开发者

latest visitors

Say you want to display the latest visitors on a users 开发者_如何学Pythonprofile page. How would you structure this? Perhaps a table called uservisitors:

  • userid (the user that gets a visit)
  • visitorid (the visitor)
  • time

And how would you select this with mysql? Without any duplicates, What I mean is if User 1 visits user 2's profile, then 5min later visits again, I dont want it to show both entries only the latest

cheers!


SELECT  visitorid, MAX(time) AS lastvisit
FROM    uservisitors
WHERE   userid = ?
GROUP BY
        userid, visitorid
ORDER BY
        lastvisit DESC
LIMIT 5

Create a composite index on (userid, visitorid, time) for this to work faster.

This query:

SELECT  visitorid
FROM    uservisitors ui
WHERE   userid = ?
        NOT EXISTS
        (
        SELECT  NULL
        FROM    uservisitors uo
        WHERE   uo.userid = ui.userid
                AND uo.visitorid = ui.visitorid
                AND uo.time > ui.time
        )
ORDER BY
        time DESC
LIMIT 5

may be more efficient if you have lots of distinct visitors.

In this case, you'll need an index on (userid, time, visitorid).

Update:

This article in my blog compares both approaches:

  • Latest visitors


Something like this should work:

SELECT visitorid, MAX(time)
FROM uservisitors
WHERE userid = 1
GROUP BY visitorid


Find distinct visitors in the last 5 minutes. You can change the INTERVAL to whatever time period such as INTERVAL 1 DAY for the last 24 hours.

SELECT distinct visitorid 
FROM uservisitors
WHERE userid = 1 AND time > DATE_SUB(NOW(), INTERVAL 5 MIN);


Assuming you only care about the last visit by a visitor and not ALL the visits, how about using a unique key pair for userid/visitorid and then using INSERT INTO.. ON DUPLICATE KEY:

CREATE TABLE uservisitors (... UNIQUE (userid, visitorid) );
INSERT INTO uservisitors (userid, visitorid, time) VALUES (....) ON DUPLICATE KEY UPDATE time=NOW();

Then its a simple select to get the top 5 visitors:

SELECT visitorid FROM uservisitors WHERE user_id=1 ORDER BY time DESC LIMIT 5;

No duplicate records or having to use group by.


How do you plan on deleting stuff from the table later on? You might need to add another index for that to work efficiently.

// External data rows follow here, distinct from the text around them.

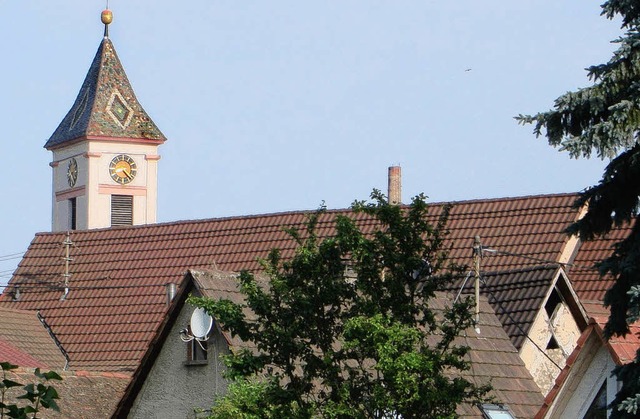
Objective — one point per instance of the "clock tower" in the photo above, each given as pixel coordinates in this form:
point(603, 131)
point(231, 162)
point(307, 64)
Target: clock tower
point(105, 151)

If you only want the last 5 visits, I'd denormalize the table (saves space, index and only uses one single primary key lookup) and in the process, I would no longer have to worry about deleting old data. Each user will only occupy one row in the table so it will not grow much over time. So:

CREATE TABLE user_visitors (user_id int primary key,
visitor_1_id int,
visitor_1_time timestamp,
..
visitor_5_id int,
visitor_5_time timestamp);

To store a visit you would either insert a new row with visitor_1 as the visitor. On duplicates, you would shift down previously stored values:

INSERT INTO user_visitors SET ... 
... ON DUPLICATE KEY UPDATE visitor_5_id = visitor_4_id, visitor_5_time = visitor_4_time ...
... visitor_1_id = ?, visitor_1_time = ?

If you worry about duplicates you might be able to work it out by adding IFs in the UPDATE section, such that the row won't get updated if the visitor_id is already present in the row. In code you can check for updated row count. If zero, handle the duplicate visitor time update from there. It involves some work but it will be fast and easy to understand.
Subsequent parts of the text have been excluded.